Il n’est tout simplement pas facile de communiquer sur les normes, parce qu’elles sont abstraites et techniques et couvrent de nombreux domaines. J’avais l’habitude de dire : « il suffit de demander quelque chose – nous l’avons ! ». Comme si tout cela n’était pas assez compliqué, la réussite de la communication passe par une coordination entre le Secrétariat central de l’ISO au niveau international et les comités membres de l’ISO au niveau national.

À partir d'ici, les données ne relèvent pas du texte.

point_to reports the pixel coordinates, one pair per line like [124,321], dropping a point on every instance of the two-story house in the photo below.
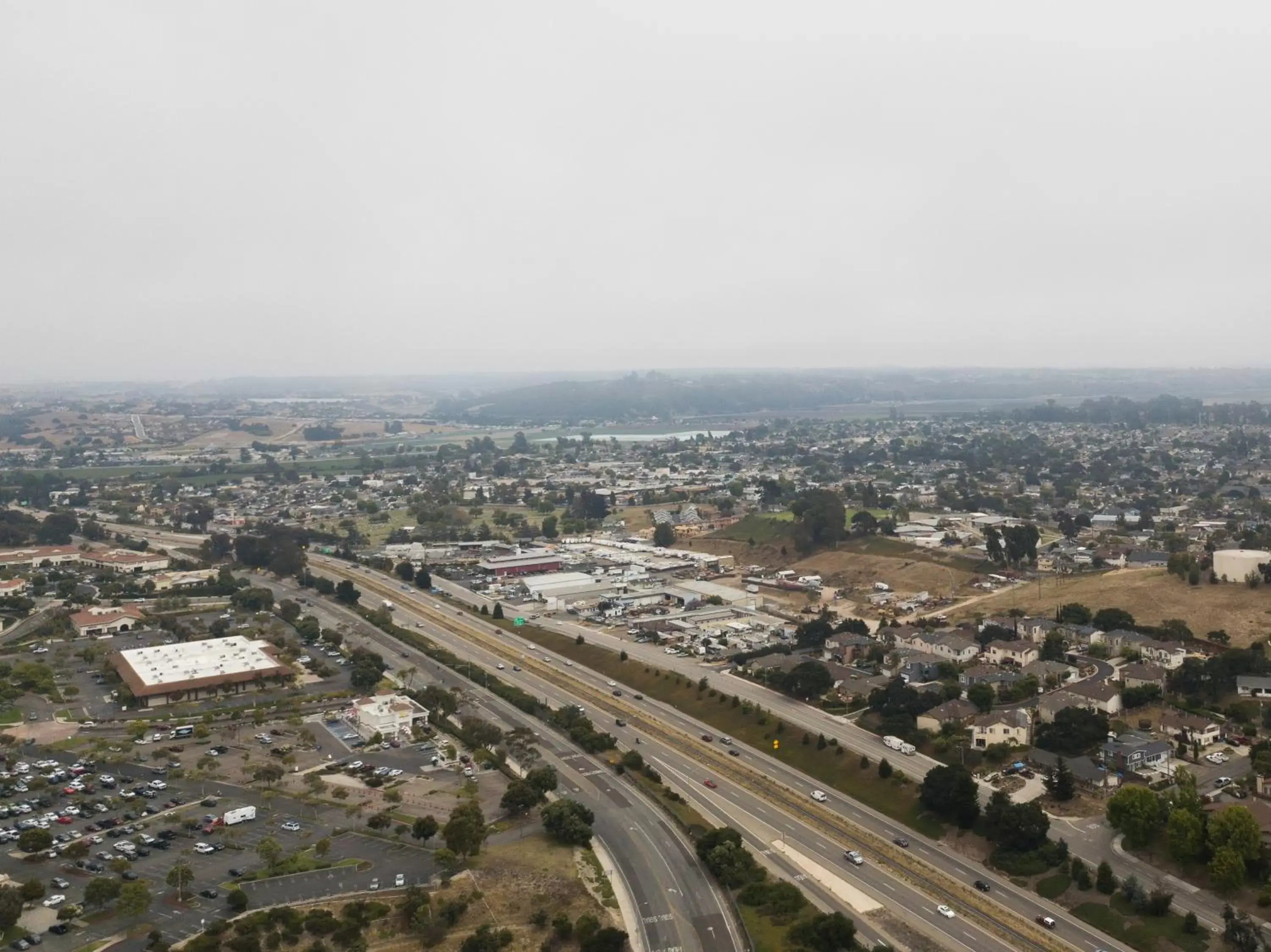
[1194,729]
[1134,752]
[1011,726]
[1018,654]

En conclusion, j’aimerais vous soumettre cette réflexion : je sais toute la quantité et la qualité de votre travail, mais ne vous reposez pas sur vos lauriers ! Continuez et accélérez le rythme, car le chemin est encore long. Si vous ne vous adaptez pas et ne vous développez pas, vous risquez l’échec. Le monde a besoin des efforts soutenus de l’ISO pour aider les clients à récolter tous les avantages des normes. La continuité des activités en particulier est un domaine où l’ISO peut avoir un impact significatif. Une fois que les entreprises se seront relevées de la tourmente qui fait rage depuis 2008, elles tireront les enseignements de cette expérience amère : une vigilance, une transparence constantes sont des prérequis pour faire face aux changements rapides, souvent inattendus du monde globalisé d’aujourd’hui.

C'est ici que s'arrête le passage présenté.